Hibernate attempts to make persistence as transparent as it possibly can - which means it tries to follow the same principles as normal Java objects. Now, rephrasing your question in Java, you'd get:
How can I convert an instance of B class into an instance of (incompatible) C class?
And you know the answer to that - you can't. You can create a new instance of C and copy necessary attributes, but B will always be B, never C. Thus the answer to your original question is - it cannot be done via JPA or Hibernate API.
However, unlike plain Java, with Hibernate you can cheat :-) InheritanceType.SINGLE_TABLE is mapped using #DiscriminatorColumn and in order to convert B into C you need to update its value from whatever's specified for B into whatever's specified for C. The trick is - you cannot do it using Hibernate API; you need to do it via plain SQL. You can, however, map this update statement as named SQL query and execute it using Hibernate facilities.
The algorithm, therefore, is:
Evict B from session if it's there (this is important)
Execute your named query.
Load what-is-now-known-as-C using former B's id.
Update / set attributes as needed.
Persist C
In this case, "c" is an object which the hibernate session knows nothing about, but it has an ID, so it assumes that the object has already been persisted.

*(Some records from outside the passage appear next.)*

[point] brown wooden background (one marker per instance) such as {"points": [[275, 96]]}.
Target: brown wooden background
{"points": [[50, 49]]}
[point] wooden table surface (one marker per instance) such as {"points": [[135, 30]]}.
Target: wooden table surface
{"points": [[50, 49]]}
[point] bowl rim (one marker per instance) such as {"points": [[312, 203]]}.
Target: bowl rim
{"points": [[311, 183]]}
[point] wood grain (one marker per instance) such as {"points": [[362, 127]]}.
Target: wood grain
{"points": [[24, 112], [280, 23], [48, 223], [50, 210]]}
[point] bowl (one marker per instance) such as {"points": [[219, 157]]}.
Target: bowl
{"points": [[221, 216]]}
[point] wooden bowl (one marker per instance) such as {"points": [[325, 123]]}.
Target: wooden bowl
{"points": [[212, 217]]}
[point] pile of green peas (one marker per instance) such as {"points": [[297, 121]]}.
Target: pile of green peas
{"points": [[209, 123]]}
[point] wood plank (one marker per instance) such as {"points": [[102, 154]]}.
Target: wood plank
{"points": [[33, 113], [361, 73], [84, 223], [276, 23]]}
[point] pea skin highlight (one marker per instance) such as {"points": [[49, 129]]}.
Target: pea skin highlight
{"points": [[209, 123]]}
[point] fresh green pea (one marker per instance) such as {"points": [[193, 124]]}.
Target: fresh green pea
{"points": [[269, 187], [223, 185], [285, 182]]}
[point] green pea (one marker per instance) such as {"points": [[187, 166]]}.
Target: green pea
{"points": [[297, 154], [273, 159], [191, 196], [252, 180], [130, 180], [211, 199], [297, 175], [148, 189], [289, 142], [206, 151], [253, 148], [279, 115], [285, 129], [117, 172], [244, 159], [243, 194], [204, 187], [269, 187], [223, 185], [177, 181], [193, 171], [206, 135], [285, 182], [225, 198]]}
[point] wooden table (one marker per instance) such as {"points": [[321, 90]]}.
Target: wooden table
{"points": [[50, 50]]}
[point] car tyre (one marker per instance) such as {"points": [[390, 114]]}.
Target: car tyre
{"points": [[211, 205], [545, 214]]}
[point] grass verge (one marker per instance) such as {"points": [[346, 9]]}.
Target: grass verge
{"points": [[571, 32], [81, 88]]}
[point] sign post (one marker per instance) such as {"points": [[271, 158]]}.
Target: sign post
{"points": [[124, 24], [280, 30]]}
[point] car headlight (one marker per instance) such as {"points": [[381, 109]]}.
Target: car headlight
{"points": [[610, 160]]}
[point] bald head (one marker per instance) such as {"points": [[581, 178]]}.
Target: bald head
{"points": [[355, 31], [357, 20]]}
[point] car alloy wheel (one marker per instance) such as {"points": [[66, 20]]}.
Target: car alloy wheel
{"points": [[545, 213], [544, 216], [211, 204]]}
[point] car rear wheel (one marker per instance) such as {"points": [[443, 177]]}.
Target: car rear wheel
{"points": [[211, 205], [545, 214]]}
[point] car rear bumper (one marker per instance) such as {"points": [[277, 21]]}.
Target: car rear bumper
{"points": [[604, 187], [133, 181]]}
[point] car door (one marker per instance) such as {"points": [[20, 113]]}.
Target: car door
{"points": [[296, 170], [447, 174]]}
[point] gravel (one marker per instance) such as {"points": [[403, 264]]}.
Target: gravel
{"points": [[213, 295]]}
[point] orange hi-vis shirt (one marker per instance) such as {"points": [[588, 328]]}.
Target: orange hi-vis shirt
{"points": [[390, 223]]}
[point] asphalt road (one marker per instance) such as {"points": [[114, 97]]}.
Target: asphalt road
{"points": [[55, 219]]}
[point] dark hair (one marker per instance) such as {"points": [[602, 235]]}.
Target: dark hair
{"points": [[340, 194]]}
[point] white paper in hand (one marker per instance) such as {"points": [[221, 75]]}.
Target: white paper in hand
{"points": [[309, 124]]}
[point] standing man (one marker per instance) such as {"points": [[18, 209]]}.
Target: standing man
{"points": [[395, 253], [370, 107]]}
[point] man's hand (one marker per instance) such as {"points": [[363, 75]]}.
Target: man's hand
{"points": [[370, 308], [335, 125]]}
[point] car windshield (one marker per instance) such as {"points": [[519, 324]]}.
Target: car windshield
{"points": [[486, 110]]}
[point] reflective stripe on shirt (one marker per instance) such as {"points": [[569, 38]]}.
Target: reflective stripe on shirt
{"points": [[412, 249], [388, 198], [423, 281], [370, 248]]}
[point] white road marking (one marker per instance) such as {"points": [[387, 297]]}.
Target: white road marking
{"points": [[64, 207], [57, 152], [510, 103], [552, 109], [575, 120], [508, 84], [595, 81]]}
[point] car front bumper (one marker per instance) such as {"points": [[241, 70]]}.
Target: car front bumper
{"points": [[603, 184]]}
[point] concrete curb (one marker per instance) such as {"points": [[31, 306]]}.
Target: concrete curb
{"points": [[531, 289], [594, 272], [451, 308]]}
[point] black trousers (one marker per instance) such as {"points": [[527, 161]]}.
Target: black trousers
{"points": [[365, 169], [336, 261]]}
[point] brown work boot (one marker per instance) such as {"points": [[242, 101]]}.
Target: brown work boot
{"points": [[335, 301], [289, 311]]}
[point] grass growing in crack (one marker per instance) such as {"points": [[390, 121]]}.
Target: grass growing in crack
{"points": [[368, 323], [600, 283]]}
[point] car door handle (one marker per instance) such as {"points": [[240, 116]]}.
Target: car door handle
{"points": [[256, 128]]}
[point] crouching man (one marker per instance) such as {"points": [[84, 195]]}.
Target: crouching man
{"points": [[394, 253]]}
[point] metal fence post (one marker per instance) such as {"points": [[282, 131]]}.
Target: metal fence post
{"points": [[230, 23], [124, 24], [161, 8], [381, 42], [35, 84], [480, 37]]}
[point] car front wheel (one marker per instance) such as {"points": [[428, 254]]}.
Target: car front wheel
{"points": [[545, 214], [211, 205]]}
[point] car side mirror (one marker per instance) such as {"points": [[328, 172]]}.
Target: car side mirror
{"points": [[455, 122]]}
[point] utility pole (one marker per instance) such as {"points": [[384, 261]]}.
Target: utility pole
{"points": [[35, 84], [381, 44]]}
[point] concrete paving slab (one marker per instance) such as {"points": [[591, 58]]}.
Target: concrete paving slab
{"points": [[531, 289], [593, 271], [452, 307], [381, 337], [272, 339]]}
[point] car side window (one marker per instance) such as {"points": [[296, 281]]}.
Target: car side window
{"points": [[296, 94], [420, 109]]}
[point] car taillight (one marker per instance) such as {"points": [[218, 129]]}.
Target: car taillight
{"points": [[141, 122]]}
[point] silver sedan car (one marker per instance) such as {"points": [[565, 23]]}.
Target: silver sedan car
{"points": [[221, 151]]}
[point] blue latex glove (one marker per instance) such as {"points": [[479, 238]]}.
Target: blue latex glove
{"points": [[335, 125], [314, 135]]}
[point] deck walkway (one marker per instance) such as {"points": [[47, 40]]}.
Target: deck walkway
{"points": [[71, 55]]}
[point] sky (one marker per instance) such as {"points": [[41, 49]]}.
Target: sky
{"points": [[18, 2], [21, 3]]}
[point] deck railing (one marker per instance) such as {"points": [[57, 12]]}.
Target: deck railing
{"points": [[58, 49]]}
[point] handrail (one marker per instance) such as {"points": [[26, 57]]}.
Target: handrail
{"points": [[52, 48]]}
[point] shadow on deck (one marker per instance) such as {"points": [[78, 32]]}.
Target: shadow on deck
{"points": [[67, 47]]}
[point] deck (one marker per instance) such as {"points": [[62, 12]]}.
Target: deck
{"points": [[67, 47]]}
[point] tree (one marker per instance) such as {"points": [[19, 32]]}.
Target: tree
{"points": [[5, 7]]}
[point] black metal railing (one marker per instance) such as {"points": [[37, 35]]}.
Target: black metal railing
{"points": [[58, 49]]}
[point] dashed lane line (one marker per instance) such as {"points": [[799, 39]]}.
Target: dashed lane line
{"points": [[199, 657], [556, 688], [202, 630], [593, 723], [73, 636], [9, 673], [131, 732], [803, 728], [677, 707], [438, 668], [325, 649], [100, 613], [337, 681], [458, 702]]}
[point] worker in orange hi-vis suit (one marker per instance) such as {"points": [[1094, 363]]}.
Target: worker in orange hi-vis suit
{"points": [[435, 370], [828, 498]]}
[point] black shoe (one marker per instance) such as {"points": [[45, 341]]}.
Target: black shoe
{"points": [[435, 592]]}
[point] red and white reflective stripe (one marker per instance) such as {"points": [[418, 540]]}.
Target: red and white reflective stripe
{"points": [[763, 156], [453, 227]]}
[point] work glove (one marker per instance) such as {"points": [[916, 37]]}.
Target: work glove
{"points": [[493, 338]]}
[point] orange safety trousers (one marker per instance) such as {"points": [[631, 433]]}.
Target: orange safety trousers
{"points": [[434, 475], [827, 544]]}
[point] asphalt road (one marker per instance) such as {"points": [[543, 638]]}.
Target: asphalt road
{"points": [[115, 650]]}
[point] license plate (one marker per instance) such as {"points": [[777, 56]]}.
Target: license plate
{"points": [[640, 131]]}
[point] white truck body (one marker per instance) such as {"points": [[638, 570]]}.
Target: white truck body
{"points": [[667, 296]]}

In that context, persist() makes no sense, and so it fails.
The javadoc for Hibernate Session.persist() (I know you're not using the Hibernate API, but the semantics are the same, and the hibernate docs are better) says "Make a transient instance persistent". If your object already has an ID, it's not transient. Instead, it thinks it's a detached instance (i.e. an instance that has been persisted, but is not associated with the current session).
I suggest you try merge() instead of persist().
You can use your own id (not generated) and do the following:
Retrive B
open transaction
delete B
commit the transaction
open a new transaction
create C and persist it
Close the second transaction
In this way you will clear the id from the table before re-inserting it as C.
How do you distinguish between the two entities in the table? I assume that there some field value (or values) that you can change to make B into a C?
You could have a method where you load the super-class A and change the distinguishing values and save. Then in your next Hibernate Session your B will be a C.
I think skaffman is right here, once the id has been set it won't persist, and further because the id is generated it expects the sequence to be in charge of assigning the id number.
You could possibly not put the id as #GeneratedValue? or one of the different generator strategy types maybe to avoid the merge generating a new sequence value, but I suspect that would be problematic.